In Photos: The Case Of Aleksandr Litvinenko, The Poisoned Kremlin Critic

A picture of former Russian security agent Aleksandr Litvinenko is pinned to flowers outside University College Hospital in central London on November 23, 2007.

Litvinenko, 43, fell ill on November 1, 2006, after he drank tea that was poisoned with polonium-210, a rare, highly radioactive isotope. He died on November 23, 2006, in the hospital.

Journalists prepare microphones for a press conference by officers of the Russian Federal Security Service (FSB) at the Interfax news agency in Moscow on November 17, 1998. Former agent Mikhail Trepashkin (seated left), a colleague wearing a mask to protect his identity (center), and Litvinenko (right) accused their FSB commanding officers of ordering kidnappings and assassinations, including an attempt to kill billionaire businessman and power broker Boris Berezovsky. 

Litvinenko poses with his book, Blowing Up Russia: Terror From Within, at his home in London in May 2002. In the book, he accused the Russian secret services of staging the Russian apartment bombings in 1999 and other acts of terrorism in an effort to bring Vladimir Putin to power. 

Litvinenko fled Russia in 1999 after revealing an alleged plan by the FSB to kill tycoon Boris Berezovsky. 


 

Litvinenko (right) is pictured outside Britain's House of Lords on September 14, 2004, after a press conference calling for international help to resolve the Chechnya conflict. He joined (left to right) filmmaker Andrei Nekrasov; actress and human rights campaigner Vanessa Redgrave; Akhmed Zakayev, a leading Chechen separatist granted asylum in Britain; and Lord Rea, a friend of Litvinenko and director of the Save Chechnya campaign.

 

Police cordons are erected outside Litvinenko's home in north London on November 27, 2006, after his death.

Alex Goldfarb (left), a close friend of Litvinenko's, is interviewed by the media as he arrives at University College Hospital in central London on November 20, 2006. Litvinenko dictated a statement two days before his death, which was read out by Goldfarb.

Litvinenko's casket is prepared for burial at Highgate Cemetery in north London on December 7, 2006. 

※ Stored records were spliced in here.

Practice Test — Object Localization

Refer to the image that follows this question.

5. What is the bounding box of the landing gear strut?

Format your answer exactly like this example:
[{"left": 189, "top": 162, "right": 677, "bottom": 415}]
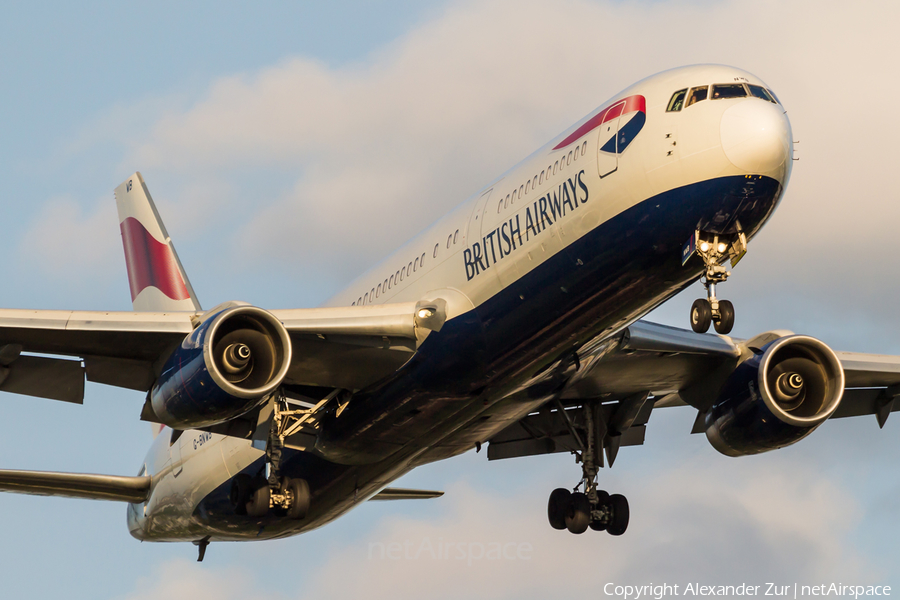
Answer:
[
  {"left": 547, "top": 406, "right": 629, "bottom": 535},
  {"left": 691, "top": 231, "right": 747, "bottom": 335},
  {"left": 231, "top": 398, "right": 318, "bottom": 519}
]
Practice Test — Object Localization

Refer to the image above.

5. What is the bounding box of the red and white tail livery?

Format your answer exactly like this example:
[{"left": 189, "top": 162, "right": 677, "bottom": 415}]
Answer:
[{"left": 116, "top": 172, "right": 200, "bottom": 312}]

Litvinenko's father, Walter, arrives at Regents Park Mosque on December 7, 2006. Family and friends paid their respects to the former Russian agent during a memorial at the London mosque two weeks after his death.

Copies of Death Of A Dissident by Alex Goldfarb and Marina Litvinenko are displayed at a press conference to launch the book at the Foreign Press Association in London on June 19, 2007. During the press conference, Litvinenko​'s widow spoke of her health concerns and the ongoing case to find the person who poisoned her husband. 

Andrei Lugovoi (left), a former KGB officer, and his associate Dmitry Kovtun, attend a news conference in Moscow on November 1, 2007. A British inquiry concluded in 2016 that Russian President Vladimir Putin probably approved an intelligence operation to kill Litvinenko. It identified Lugovoi, now a Russian lawmaker, and Kovtun as the primary suspects. 

 

Marina Litvinenko (right) and Russian director Andrei Nekrasov attend the screening of the film Rebellion: The Litvinenko Case in Madrid on December 20, 2007.

Women hold a poster of Litvinenko and light candles during a Moscow memorial on November 22, 2008. 

Marina Litvinenko speaks to the media as she leaves the High Court in London on July 12, 2013, amid calls for a public inquiry into her husband's death.

London's Millennium Hotel, where Litvinenko was allegedly poisoned. An inquiry into the radiation poisoning of the former Russian agent opened on January 27, 2015.

Marina Litvinenko makes a statement outside the High Court in central London on January 21, 2016, after findings from a public inquiry into the killing of her husband were released by a British judge.

Adrian Dwyer portrays Litvinenko in the British performance of The Life And Death Of Aleksandr Litvinenko at the Grange Park Opera in Surrey on February 2020.

A photograph sits beside Aleksandr Litvinenko's gravestone in Highgate Cemetery in North London.